No me parece bien, empero —después de consultar a Dozy y Fanjul para retener la idea de que, en efecto, la palabra debe ser masculina, aunque, entre las muchas culpas de los malditos talibanes, no falta entre ellas el habernos dado terribles quebraderos de cabeza a los arabistas con sus palabras de raíces y formas iranias— regularizar el género de burqa porque termine en a, como parecen haber hecho los franceses e incluso los alemanes, ya que nosotros hemos dejado de decir, como se decía en el Siglo de Oro, la tema, la guardia, la fantasma o la cisma, como aquella de Inglaterra de la que escribió Calderón.

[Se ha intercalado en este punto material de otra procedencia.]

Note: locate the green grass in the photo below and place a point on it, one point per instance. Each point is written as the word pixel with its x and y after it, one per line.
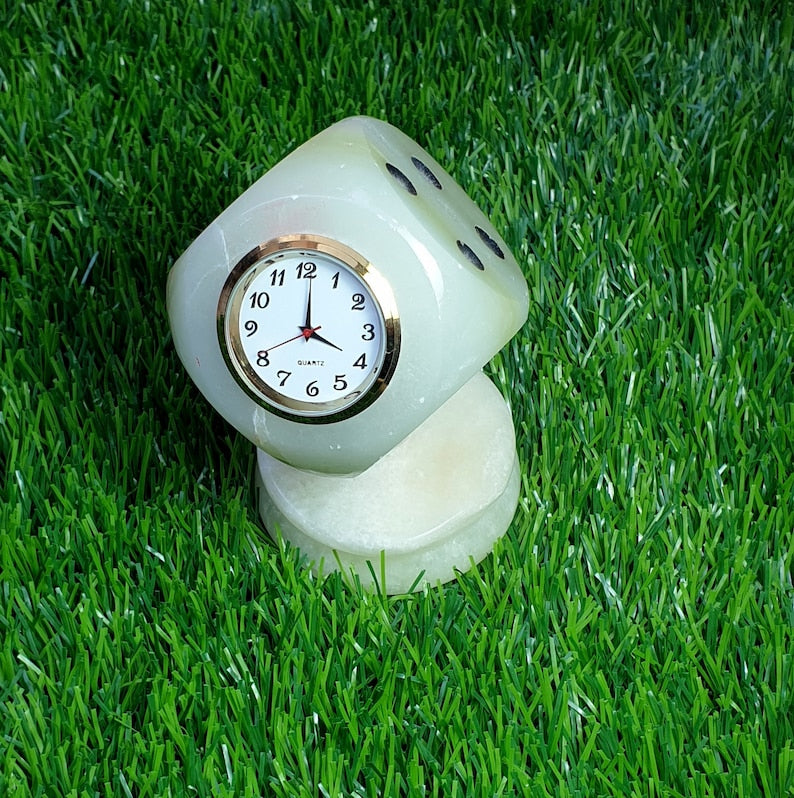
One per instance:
pixel 632 634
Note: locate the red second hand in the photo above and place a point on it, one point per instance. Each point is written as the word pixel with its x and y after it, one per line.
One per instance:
pixel 306 333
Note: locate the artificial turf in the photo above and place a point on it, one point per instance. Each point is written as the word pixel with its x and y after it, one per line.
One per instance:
pixel 631 634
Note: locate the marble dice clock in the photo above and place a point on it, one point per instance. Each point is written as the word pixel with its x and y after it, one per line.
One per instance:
pixel 338 314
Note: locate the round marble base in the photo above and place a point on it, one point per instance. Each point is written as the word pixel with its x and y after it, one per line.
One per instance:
pixel 433 505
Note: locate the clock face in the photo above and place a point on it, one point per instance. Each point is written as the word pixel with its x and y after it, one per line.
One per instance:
pixel 308 328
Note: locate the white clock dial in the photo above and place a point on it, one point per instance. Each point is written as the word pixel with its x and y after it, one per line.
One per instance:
pixel 308 328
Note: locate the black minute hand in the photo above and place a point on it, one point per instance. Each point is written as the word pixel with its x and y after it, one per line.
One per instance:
pixel 307 324
pixel 324 340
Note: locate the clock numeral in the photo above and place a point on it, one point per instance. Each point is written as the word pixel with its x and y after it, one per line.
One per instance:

E Inglaterra me lleva de nuevo a Almería, porque, lejos del periodismo de casos humanos, y dando en pensar la raíz profunda de las cosas, quería jugar con esos memes y panfletos racistas que quieren hacer de Grecia una superpotencia mientras los futuros alemanes vivían en ciénagas, y qué mejor que comparar a Gádor con Londres.

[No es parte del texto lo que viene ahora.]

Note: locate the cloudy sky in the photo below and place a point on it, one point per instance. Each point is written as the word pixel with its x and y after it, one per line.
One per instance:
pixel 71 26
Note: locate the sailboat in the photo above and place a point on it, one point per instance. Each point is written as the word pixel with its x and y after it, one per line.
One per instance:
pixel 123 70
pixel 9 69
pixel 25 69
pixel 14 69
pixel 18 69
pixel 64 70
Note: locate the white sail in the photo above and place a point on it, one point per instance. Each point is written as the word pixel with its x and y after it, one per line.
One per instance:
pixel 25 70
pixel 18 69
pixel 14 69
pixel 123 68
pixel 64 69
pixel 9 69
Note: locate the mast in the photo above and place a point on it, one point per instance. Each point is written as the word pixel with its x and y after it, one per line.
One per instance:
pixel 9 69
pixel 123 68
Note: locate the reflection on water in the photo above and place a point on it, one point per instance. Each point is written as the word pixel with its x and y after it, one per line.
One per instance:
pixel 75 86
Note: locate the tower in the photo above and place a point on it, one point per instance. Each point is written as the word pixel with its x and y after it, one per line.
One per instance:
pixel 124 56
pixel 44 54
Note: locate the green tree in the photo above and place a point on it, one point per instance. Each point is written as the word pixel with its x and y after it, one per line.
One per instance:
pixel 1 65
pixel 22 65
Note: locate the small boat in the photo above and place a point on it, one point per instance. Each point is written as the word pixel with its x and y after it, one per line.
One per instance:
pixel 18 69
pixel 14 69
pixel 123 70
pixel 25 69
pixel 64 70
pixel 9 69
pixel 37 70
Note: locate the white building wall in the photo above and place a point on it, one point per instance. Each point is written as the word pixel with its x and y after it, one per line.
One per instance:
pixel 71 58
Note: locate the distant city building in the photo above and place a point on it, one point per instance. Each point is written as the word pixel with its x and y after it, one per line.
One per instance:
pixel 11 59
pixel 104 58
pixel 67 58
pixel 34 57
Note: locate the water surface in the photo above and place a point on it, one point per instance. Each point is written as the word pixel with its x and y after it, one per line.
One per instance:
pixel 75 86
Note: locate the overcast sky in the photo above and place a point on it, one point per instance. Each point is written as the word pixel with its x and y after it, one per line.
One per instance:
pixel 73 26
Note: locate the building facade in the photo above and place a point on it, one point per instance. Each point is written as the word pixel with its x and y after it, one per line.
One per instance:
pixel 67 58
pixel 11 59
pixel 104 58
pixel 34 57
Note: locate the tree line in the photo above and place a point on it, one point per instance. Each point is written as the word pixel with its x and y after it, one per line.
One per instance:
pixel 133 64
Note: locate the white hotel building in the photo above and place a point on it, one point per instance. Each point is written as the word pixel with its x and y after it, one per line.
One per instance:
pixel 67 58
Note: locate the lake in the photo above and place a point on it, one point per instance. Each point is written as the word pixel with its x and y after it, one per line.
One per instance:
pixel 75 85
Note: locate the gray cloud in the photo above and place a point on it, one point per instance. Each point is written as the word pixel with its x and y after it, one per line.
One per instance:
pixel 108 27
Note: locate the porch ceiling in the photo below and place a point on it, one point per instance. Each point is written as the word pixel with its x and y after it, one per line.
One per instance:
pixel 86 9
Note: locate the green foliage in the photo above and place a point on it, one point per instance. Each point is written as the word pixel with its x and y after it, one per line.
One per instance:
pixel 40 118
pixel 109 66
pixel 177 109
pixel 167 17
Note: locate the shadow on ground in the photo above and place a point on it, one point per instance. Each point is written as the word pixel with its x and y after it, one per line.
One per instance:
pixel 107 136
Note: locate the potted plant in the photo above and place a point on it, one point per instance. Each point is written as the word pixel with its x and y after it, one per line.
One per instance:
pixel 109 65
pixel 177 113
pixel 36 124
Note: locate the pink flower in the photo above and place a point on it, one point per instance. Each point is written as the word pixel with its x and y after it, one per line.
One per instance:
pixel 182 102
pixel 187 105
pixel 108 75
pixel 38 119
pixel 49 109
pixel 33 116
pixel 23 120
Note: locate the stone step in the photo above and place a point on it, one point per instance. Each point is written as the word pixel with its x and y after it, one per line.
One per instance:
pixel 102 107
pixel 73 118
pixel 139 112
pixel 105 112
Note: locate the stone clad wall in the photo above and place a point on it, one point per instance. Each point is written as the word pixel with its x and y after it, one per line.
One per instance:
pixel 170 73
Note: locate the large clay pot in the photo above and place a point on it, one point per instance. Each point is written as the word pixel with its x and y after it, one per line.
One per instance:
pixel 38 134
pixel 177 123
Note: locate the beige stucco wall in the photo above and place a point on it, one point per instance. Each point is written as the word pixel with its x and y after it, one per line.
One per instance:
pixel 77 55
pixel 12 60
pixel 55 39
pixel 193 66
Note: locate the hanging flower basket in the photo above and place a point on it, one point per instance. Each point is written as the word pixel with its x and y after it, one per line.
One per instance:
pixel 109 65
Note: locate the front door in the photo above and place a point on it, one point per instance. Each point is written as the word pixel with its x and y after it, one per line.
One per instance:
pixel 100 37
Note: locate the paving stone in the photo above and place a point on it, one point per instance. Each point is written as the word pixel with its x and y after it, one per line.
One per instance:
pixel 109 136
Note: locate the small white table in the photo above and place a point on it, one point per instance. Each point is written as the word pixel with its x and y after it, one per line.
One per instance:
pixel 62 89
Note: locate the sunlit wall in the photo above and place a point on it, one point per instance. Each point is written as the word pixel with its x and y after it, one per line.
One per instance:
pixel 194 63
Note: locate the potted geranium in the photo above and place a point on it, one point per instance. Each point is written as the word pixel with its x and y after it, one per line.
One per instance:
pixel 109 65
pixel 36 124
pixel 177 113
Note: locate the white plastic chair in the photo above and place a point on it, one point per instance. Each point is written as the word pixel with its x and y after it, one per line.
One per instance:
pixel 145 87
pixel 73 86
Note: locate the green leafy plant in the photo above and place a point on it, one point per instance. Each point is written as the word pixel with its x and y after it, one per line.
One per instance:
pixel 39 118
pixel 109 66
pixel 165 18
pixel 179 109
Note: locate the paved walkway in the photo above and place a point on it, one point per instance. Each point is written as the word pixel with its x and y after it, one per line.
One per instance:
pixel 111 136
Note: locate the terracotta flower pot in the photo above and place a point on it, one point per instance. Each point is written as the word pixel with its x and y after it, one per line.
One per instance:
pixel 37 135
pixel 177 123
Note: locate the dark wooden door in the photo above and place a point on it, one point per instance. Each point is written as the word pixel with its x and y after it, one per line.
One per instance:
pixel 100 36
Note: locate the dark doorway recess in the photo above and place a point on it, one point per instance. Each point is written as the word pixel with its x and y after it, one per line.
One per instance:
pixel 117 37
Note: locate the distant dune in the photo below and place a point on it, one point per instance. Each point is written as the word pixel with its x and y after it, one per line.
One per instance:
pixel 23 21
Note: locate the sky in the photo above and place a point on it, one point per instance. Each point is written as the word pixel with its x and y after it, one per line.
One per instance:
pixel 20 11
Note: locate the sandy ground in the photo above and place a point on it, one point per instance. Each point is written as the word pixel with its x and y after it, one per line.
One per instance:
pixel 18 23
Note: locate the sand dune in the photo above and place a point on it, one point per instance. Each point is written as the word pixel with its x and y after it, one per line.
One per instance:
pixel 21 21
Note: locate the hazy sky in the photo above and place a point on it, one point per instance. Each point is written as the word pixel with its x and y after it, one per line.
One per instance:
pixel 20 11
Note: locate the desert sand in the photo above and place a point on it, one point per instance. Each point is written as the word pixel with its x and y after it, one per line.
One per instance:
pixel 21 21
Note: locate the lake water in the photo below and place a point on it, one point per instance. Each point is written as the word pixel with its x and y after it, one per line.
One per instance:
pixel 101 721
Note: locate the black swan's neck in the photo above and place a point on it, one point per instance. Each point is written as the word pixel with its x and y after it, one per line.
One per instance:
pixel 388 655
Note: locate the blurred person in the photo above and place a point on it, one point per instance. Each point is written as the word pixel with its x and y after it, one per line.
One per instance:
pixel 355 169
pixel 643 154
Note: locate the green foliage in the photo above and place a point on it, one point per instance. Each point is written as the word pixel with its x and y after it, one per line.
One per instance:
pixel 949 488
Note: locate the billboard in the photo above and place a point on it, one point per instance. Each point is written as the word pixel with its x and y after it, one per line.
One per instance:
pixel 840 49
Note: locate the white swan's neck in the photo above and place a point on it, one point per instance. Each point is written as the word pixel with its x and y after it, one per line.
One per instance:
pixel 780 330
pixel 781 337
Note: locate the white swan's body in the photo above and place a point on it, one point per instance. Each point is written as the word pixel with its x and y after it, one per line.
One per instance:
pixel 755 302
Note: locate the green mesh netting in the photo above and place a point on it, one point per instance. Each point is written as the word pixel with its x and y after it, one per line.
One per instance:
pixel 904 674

Me gustaría poder decir que, en el IV milenio —a.C., no el de Íker Jiménez— mientras en Londres se celebraban sacrificios humanos, Gádor era un foco irradiador de cultura para toda Europa, y que, en 1910, mientras Londres estaba en el apogeo de su imperio, en Gádor se celebraban sacrificios humanos. Sin embargo, muy poco sabemos de los londinenses contemporáneos a la cultura de Los Millares, ya que de esa época sólo quedan unas estructuras de madera por Vauxhall, y, además, aún ahora, en el siglo XXI, se celebran sacrificios humanos, como ha demostrado el caso Adam (2001) —el hallazgo en el Támesis de un niño nigeriano descuartizado en un crimen ritual—, al tiempo que proliferan burkas y otros elementos de cultos exóticos.

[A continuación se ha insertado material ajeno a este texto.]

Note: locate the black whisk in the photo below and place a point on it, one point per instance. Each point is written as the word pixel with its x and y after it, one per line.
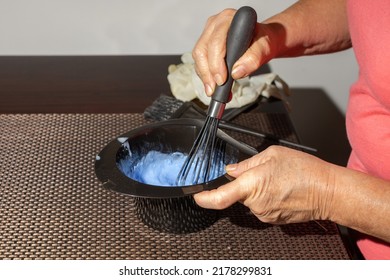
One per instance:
pixel 203 155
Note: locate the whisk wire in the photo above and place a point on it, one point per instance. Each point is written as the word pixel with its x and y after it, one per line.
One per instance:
pixel 198 164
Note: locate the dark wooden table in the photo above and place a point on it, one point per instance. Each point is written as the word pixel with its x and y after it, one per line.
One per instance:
pixel 128 84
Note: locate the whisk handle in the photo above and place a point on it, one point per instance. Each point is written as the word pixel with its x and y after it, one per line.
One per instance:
pixel 239 37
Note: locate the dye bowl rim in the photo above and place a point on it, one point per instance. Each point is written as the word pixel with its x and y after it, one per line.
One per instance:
pixel 112 178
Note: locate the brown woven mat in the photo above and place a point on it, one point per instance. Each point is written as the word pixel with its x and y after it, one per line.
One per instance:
pixel 53 207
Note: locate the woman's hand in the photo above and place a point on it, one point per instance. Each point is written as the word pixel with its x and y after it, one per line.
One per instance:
pixel 210 50
pixel 279 185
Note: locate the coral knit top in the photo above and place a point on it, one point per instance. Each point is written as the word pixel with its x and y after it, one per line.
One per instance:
pixel 368 113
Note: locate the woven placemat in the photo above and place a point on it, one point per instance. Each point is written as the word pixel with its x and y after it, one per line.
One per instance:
pixel 53 207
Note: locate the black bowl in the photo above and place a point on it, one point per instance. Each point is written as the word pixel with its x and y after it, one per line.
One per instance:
pixel 165 208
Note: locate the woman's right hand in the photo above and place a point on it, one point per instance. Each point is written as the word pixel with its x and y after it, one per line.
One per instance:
pixel 210 50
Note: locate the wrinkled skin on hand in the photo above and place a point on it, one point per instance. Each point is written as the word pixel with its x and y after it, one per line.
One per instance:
pixel 279 185
pixel 210 50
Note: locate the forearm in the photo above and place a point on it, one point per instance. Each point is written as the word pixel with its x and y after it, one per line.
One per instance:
pixel 310 27
pixel 361 202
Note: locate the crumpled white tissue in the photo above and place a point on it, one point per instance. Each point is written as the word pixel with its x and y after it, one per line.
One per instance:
pixel 186 85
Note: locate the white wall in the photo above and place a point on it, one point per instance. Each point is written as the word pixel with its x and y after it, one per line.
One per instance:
pixel 86 27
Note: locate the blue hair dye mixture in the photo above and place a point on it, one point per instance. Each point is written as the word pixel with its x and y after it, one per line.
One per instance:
pixel 161 169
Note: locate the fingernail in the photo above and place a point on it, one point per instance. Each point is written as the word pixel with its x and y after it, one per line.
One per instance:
pixel 238 72
pixel 218 79
pixel 231 167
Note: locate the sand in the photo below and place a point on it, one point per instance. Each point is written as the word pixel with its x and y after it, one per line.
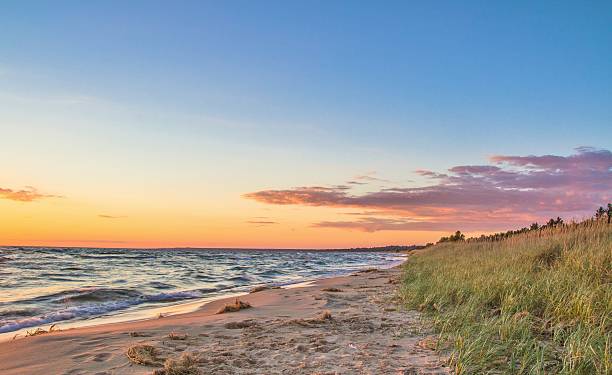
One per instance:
pixel 343 325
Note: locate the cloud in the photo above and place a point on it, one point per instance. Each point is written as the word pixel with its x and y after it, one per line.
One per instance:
pixel 373 224
pixel 514 190
pixel 28 194
pixel 102 216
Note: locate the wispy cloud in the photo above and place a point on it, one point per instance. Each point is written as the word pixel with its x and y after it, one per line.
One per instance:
pixel 102 216
pixel 28 194
pixel 511 190
pixel 260 223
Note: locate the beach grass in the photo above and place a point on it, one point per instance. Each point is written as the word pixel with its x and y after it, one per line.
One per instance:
pixel 233 307
pixel 535 303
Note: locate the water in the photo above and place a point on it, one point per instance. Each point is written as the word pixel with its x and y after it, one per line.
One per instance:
pixel 50 285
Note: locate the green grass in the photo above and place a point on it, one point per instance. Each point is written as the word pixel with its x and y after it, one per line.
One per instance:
pixel 536 303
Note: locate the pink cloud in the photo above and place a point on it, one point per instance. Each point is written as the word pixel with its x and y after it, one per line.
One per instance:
pixel 516 190
pixel 29 194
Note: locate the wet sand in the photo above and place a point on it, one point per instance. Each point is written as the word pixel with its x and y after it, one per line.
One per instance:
pixel 286 331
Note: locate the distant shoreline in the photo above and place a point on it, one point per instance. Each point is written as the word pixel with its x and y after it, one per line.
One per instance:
pixel 377 249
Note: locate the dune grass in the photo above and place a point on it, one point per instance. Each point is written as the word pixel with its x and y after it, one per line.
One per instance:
pixel 233 307
pixel 535 303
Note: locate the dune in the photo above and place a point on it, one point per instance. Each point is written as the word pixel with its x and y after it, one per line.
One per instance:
pixel 338 325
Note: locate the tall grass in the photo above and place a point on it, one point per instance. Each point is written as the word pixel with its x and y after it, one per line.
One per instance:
pixel 535 303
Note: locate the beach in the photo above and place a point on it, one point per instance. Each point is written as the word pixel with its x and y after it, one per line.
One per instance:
pixel 341 325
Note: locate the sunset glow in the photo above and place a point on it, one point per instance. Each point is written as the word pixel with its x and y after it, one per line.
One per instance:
pixel 224 125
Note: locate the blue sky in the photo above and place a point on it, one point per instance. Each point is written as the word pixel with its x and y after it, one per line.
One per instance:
pixel 239 96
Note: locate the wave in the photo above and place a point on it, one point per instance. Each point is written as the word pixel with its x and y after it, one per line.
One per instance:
pixel 88 310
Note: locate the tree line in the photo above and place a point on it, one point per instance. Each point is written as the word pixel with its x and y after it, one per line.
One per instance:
pixel 600 214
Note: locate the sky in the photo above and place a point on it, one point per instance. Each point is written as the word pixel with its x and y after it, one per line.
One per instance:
pixel 301 124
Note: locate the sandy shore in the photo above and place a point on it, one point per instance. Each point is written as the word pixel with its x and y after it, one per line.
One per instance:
pixel 286 331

Con todo, aun sin comparación, la pregunta, lo importante, es «por qué». Como me queda ya poco espacio de artículo, voy a usar las técnicas del periodismo humano, y voy a aventurar que la decadencia, ruina y abandono de Los Millares y la previsible decadencia de Londres no se deben tanto a influencias extranjeras, cambios en la estructura socio-económica o el tan traído y llevado clima —ídolo y obsesión de los historiadores del presente, que seguramente serán ridiculizados por los historiadores del futuro, sin que eso deje de compadecerse con las altas posibilidades de que no haya historiadores del futuro porque vayamos a morir todos por culpa del clima—, sino a la proliferación de variantes prehistóricas del periodismo humano que hicieron prevalecer unos pocos sentimientos, pálpitos y espejismos por encima de la razón y la realidad, que no en otra cosa se basaron tanto los perpetradores del crimen de Gádor al cometer el infanticidio como sus supersticiosos convecinos al pretender la efectividad de una ordalía contra ellos.